Filipinos away from the Philippines participate in reterritorializing Filipino culture and identity as they attempt have an agency to capture the life they had back in their homeland while simultaneously altering and adapting to socio-cultural expectations in their new places of inhabitation. A major city in Canada, Winnipeg, embodies one of the centers of migrant Filipino culture. Filipinos in Winnipeg have found meaningful ways to show the visibility of their culture through the things Filipinos do (gawa) as manifested by the things they create and the occupation they perform. They have also shown their participation to Canadian multiculturalism through presentations (pagtatanghal) of the traditional practices, values and performances brought from the Philippines. Currently, a hunger to participate in Canadian culture exists as well through celebrating transcultural aspects of Filipino culture using contemporary art and architecture.

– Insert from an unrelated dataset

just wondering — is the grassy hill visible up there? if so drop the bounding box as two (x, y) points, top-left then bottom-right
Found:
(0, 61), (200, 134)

The project creates a model on how narratives of the culture, history, identity from the Philippines can be brought forward to new destination to continue telling the stories of Filipino migrants in Canada. It aims to explore a design for an architectural work that would celebrate, commemorate, and sustain the relevance of transformation in one’s culture and identity. A Centre of Filipino Art and Culture would be proposed to support the burgeoning of the Filipino community in the Winnipeg region, while also creating a hybrid framework for the creation of a place and identity-building for the Filipino community in Winnipeg in a multicultural city where the expression of identity and heritage is valued over acculturation. The envisioned architectural work facilitates mainly the acts of making and performing related to aspects of contemporary Filipino visual arts and performing arts in Winnipeg to regain agency to one’s cultural expression and become a medium for cultural exchange. Similarly, it challenges the manifestations of Filipino culture and identity from the past and present furthered by architecture which are embedded with exoticism, homogeneity, and stasis. It also explores the multiple attempts Filipinos have adapted non-Filipino means of expression to reclaim their authorship of their visibility to the world through art and architecture.